I usually have no clue where I am supposed to be going so I need to sternly watch the taxi man’s every move lol and I usually try and find out beforehand roughly how much my fare should cost and when it starts to go over that mark, I start to get agitated…. A friendly hello I find is pretty much useless or they see it as a chance for some flirtatious banter and that peeves me off even more!


----------



## Elphaba (Jan 24, 2008)

newbie913 said:


> I usually have no clue where I am supposed to be going so I need to sternly watch the taxi man’s every move lol and I usually try and find out beforehand roughly how much my fare should cost and when it starts to go over that mark, I start to get agitated…. A friendly hello I find is pretty much useless or they see it as a chance for some flirtatious banter and that peeves me off even more!


Well I am going to disagree with the 'friendly hello'. It shows that you are a decent, polite person and everyone deserves some courtesy, unless they demonstrate otherwise.

Can you imagine what a rotten job being a Dubai taxi driver is?
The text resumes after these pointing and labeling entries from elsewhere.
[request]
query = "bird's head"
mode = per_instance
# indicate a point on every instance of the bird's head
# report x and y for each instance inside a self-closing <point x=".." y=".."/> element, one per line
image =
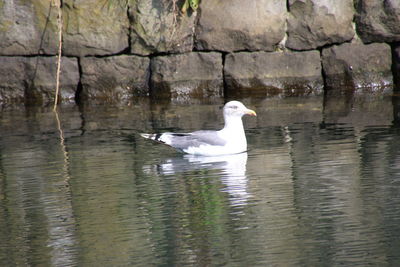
<point x="236" y="108"/>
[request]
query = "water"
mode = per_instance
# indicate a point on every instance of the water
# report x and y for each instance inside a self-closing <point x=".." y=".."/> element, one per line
<point x="319" y="186"/>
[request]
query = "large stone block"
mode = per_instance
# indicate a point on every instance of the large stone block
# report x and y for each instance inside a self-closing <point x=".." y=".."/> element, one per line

Sitting on your own for 12 hours a day for a lousy wage? No surprise that some of these guys are desperate for some conversation.
-


----------



## Maz25 (Jul 6, 2008)

Elphaba said:


> Well I am going to disagree with the 'friendly hello'. It shows that you are a decent, polite person and everyone deserves some courtesy, unless they demonstrate otherwise.
> 
> Can you imagine what a rotten job being a Dubai taxi driver is? Sitting on your own for 12 hours a day for a lousy wage? No surprise that some of these guys are desperate for some conversation.
> -


For the most part (from my experience at least), a 'friendly hello' is perceived as an invitation to whinge and moan about their life, their job, the last passenger who failed to tip (now I could have told him why the last passenger did not tip & why I have no intention of tipping either after all the whinging!) or anything else that they care to think about. I'd much rather travel in peace and quiet, without listening to all their complaints. I politely pointed out to the last whinger that every one has problems and compared to your typical labourer, he is living a life of luxury. At least it got him thinking long enough to shut him up!
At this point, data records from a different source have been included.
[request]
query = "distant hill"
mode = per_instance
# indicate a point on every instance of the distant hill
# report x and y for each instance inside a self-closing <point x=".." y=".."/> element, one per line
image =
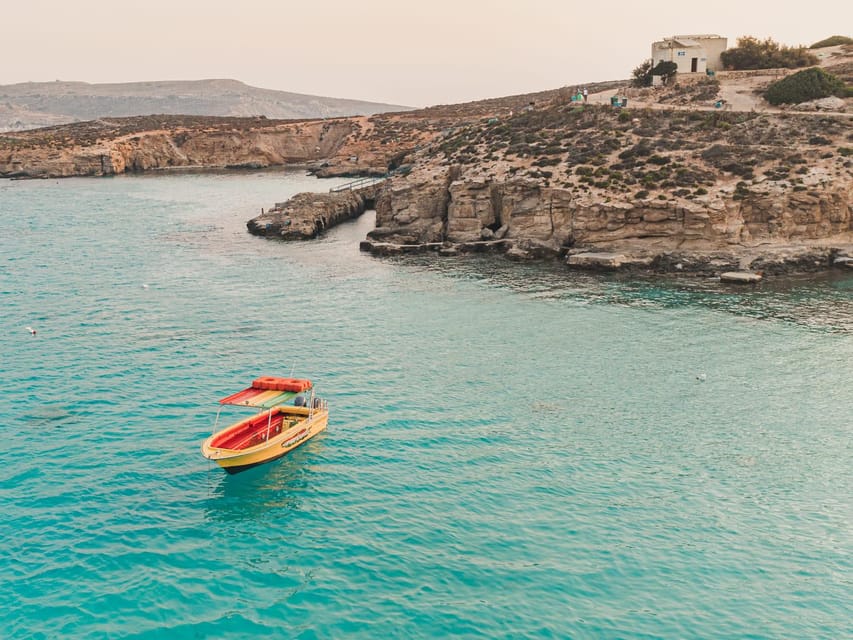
<point x="38" y="104"/>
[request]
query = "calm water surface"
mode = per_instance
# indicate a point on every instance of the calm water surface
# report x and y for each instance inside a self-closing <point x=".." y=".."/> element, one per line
<point x="513" y="451"/>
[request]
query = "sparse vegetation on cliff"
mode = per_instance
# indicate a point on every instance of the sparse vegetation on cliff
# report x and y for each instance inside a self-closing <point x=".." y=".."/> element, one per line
<point x="805" y="85"/>
<point x="831" y="41"/>
<point x="752" y="53"/>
Some taxi drivers are nice but most of the ones I've met act like they are doing me a massive favour by driving me around. I only get in a taxi when I take my car for service - I'd rather go out and not drink all night if it means not getting into a taxi! After 2 years here, I have an unbearably short fuse when it comes to taxi drivers and I prefer not deal with them unless I absolutely have to. I get in the taxi and give them directions to where I need to go and leave it at that (yes, most of them claim that they know where the place is when in reality they do not have the faintest clue and are secretly hoping that neither do you!)
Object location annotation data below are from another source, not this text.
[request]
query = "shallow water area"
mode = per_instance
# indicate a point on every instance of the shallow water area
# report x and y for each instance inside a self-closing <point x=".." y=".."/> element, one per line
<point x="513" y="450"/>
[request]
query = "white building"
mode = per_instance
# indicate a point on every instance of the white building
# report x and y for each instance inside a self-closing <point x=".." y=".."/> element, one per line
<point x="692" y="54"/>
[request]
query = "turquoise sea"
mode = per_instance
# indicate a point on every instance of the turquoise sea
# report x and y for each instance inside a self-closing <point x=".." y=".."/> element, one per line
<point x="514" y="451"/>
My two-pence anyway but can't say that I've had enough good experiences to like the taxi drivers here.


----------



## Rochelle (Sep 20, 2010)

....I have never had a problem apart from the odd crazy driver (but its about on par with the other drivers you see!) 

I agree if you get in, say hello and are friendly you dont tend to have an issue... We have had some hilarious conversations with drivers  

If a taxi drive is grumpy (which I have found a couple of time with 10dhs fairs) you can just sit quietly and its really no problem for me that they are having a bad day!


----------